It reset itself the next day, but it really opened my eyes to the power they have slowly obtained over my life.
It took about 5 minutes to get past the (Google) captcha.
First I clicked that I'm not a robot, but then it gave me the photos of doom. After clicking all the right pictures of a bus, say, then I had to wait while they fade out and fade in new ones rather slowly. There were about 5 rounds of selecting. Then it would pick another noun and ask for that. After a few nouns of a number of rounds each, it cycled back to the first noun. A doubly-nested loop of time-delayed captchas!
Thankfully it wasn't important.
But it makes me appreciate how someone getting locked out of their own Gmail or Google Docs must feel.
Needed to do your job today? Tough luck, better luck tomorrow maybe.
I suspect that if you have a machine that is less likely to be fingerprinted uniquely, you have to solve more captcha. In this case, I happened to be using Firefox on Linux with a few privacy related addons running. If they believe you are a bot, because you're not watching their ads, or because you are running a privacy enhanced environment, I suspect their algorithms will slow you down.
It would be interesting to prove this hypothesis. I wonder if you browse with Windows + Chrome + No Ad Blockers, if you get right through the captchas vs. if you use Linux + Firefox + Ad block or maybe even the Tor browser.
(Alternative hypothesis: If you solve a captcha correctly, they intentionally give you a few more, to get more good data for their AI algos.)
I was recently developing a web frontend that had a captcha implementation on the login form.
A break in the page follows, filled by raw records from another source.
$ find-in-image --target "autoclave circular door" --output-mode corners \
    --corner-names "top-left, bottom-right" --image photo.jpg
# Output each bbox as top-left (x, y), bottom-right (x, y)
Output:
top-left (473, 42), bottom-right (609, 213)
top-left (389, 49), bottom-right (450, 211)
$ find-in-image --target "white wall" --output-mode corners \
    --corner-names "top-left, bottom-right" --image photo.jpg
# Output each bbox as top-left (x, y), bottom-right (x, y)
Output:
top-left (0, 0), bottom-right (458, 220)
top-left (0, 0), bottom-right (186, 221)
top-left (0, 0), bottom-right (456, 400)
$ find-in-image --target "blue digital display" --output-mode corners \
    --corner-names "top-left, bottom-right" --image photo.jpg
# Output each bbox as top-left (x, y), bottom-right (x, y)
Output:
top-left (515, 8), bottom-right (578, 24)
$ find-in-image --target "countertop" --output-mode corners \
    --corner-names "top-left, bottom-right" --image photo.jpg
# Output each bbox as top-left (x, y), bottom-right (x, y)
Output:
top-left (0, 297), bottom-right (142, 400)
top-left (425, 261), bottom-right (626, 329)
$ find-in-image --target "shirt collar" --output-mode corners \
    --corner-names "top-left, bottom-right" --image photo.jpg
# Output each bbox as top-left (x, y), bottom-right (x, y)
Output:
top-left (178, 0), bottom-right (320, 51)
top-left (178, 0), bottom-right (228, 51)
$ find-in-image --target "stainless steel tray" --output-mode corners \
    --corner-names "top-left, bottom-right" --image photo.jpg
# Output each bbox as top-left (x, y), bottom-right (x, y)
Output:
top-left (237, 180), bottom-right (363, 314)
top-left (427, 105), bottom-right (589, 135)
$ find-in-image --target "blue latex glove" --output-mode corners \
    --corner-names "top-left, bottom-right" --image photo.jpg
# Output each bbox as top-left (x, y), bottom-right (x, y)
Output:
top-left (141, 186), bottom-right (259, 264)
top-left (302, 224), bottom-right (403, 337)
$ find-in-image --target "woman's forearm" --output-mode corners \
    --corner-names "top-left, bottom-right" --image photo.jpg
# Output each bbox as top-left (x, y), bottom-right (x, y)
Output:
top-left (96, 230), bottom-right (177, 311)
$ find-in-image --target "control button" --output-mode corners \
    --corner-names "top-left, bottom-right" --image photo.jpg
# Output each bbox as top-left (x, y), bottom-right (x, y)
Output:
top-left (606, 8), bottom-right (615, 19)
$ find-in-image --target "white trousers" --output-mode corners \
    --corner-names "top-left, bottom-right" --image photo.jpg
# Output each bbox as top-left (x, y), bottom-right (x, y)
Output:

The first couple times I solved the captcha there was no problem. Then once it got to fourth and fifth one it started making me solve a few of captcha pages in a row. Eventually it was forcing me to solve several pages of "Select the picture of the fire hydrant" over and over, often marking it as incorrect when it definitely wasn't, and then restarting back from the beginning so each run-through took multiple minutes forcing you to solve dozens of captcha pages before accepting it as correct.
So, to add to your hypothesis, they're probably doing this intentionally not only to get more data for their AI algos, but also to mitigate people training bots on CAPTCHAs.
EDIT: Also the fact that you're being downvoted is baffling to me but my tinfoil hat persona makes me wonder if it's some orchestrated downvote because you're pointing out a hypothesis that Google is trying to keep hidden.
The fact stands that google locked me away from my documents and intentionally undermined my ability to understand what had happened or rectify the situation.
Collateral damage is still damage.
It also might just be a broken integration with recaptcha.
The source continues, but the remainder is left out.